Police Jokes

Police Jokes

Welcome to the best collection of police jokes you could ever find on the internet.

Police Jokes Funny As Hell

Running Experts

Following a week of anguishing physical training, police foundation cadets still hadn’t been admitted to the firing range. “I don’t get it,” huffed one student to another as they hammered out yet another five-mile run. “What do you mean?” “Regardless we don’t know how to secure people and property, yet we’re getting great at fleeing.”


This gentleman was pulled over for running a stop sign. At the point when the cop checked the man’s driver’s license, he said, “You’re wearing glasses on your ID, and you’re not currently. I must give you a ticket.”

The gentleman said, “Officer, I have contacts.”

The cop said, “Look, pal, I couldn’t care less who you know, … I’m giving you a ticket.”


A fellow was driving when a policeman pulled him over. He moved down his window and said to the officer,

“Is there an issue, Officer?”

“There’s no issue at all. I simply watched your safe driving and am satisfied to grant you a $5,000 Safe Driver Award. Congrats. What do you believe you’re going to do with the cash?”

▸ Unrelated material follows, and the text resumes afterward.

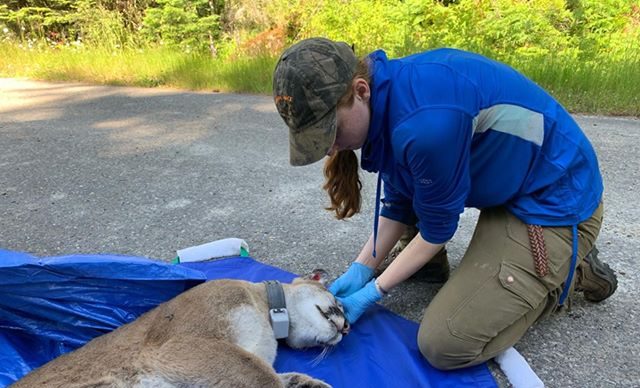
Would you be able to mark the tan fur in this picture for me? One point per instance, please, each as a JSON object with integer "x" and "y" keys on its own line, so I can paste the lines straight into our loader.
{"x": 215, "y": 335}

The driver thought for a moment and said, “Well, I figure I’ll get that drivers’ license.” The woman sitting in the traveler seat said to the policeman, “Gracious, don’t pay consideration on him – he’s a smart ass when he’s stoned and drunk.” The gentleman from the rear seat said, “I TOLD you folks we wouldn’t get far in a stolen car!”

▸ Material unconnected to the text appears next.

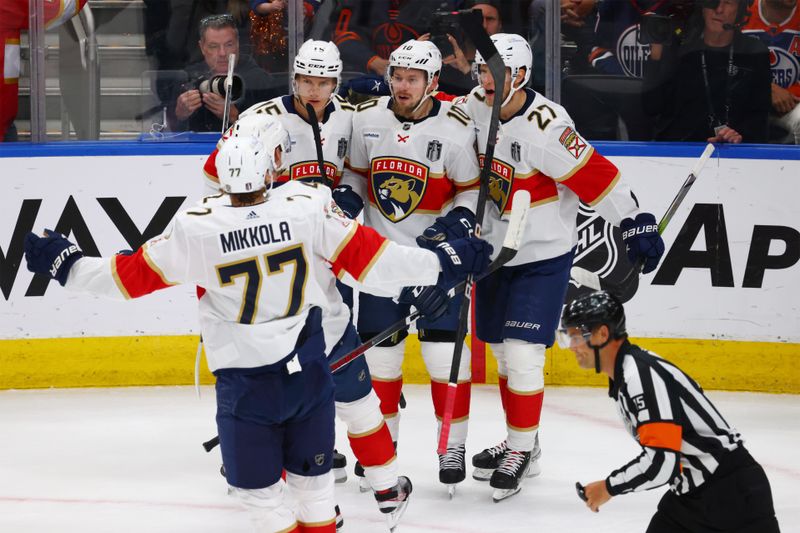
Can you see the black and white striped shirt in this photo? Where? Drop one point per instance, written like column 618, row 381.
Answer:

Right then and there, there was a thump from the trunk and a stifled voice said, “Would we say we are over the border yet?”

A Demonstration

2:00 a.m. what’s more, the road was left, so as the man pulls up to the red light he checks out all ways and seeing nobody he moves on through it. He is pulled over, and he says to the cop truly officer? Nobody is around I backed off and looked, no one was coming so I just went. No mischief was done. The officer said I can demonstrate to you the distinction effectively, step out of the car if you don’t mind, and possibly you won’t get a ticket. Enthusiastically he ventured out, and the officer continues to beat him with his nightstick, and says, “Now sir would you like me to back off.. alternately stop.

Get Out

A man was applying for an occupation as a jail watch. The superintendent said, Now these are genuine extreme folks in here. Can you deal with it? No problem, the candidate answered,

If they don’t carry on, out they go!


A man goes to the police headquarters wanting to have a word with the criminal who broke into his home the prior night. ‘You’ll have a chance in court,’ says the sergeant.

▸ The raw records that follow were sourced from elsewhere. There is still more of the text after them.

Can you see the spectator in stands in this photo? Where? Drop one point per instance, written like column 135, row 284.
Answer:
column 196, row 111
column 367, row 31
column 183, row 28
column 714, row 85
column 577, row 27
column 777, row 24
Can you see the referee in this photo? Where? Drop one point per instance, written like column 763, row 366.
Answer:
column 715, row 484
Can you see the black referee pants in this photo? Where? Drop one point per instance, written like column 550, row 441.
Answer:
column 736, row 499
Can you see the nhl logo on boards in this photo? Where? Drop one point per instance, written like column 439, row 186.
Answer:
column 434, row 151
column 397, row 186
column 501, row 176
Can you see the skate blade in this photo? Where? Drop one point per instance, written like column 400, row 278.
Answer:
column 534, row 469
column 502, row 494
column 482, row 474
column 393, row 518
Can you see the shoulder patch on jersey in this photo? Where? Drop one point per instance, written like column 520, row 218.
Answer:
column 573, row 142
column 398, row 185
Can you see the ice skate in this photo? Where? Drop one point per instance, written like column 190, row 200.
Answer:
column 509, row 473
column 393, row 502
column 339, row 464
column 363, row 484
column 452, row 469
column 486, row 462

‘No, no, no! says the man. ‘I need to know how he got into the house without waking up my wife. I’ve been attempting to do that for many years!’

Lazy Ass

A man strolls into a pet store where a few monkeys are accessible for purchase. He sees that the cost of the monkeys fluctuates broadly. He gets some information about the minimum costly monkey. “That, sir, is an exceptionally trained patrol monkey. He can take reports, make captures, suppress unsettling influences, and intervene debate.”

“That is extremely amazing. Why is the one beside him quite a lot more costly?”

“That is a detective monkey. That monkey is prepared to process and assess proof, conduct cross-examinations, compose and serve court orders, and create complex cases for indictment.”

“Goodness. What about the one beside him? That one is double the cost of the analyst monkey.”

“That is a sergeant monkey. He directs alternate monkeys, affirms their reports, prompts them when they aren’t certain what to do, and quiets subjects who need to gripe about the work of alternate monkeys.”

“Alright, I’m truly inquisitive about this one at the end. He costs more than the various monkeys set up together. What does he do?”

“That is a lieutenant monkey. He should be fit for astounding things, yet all I’ve ever seen him do is stay there and play with himself.”

Hope you’ve enjoyed. These were the best collection of police jokes on the Internet.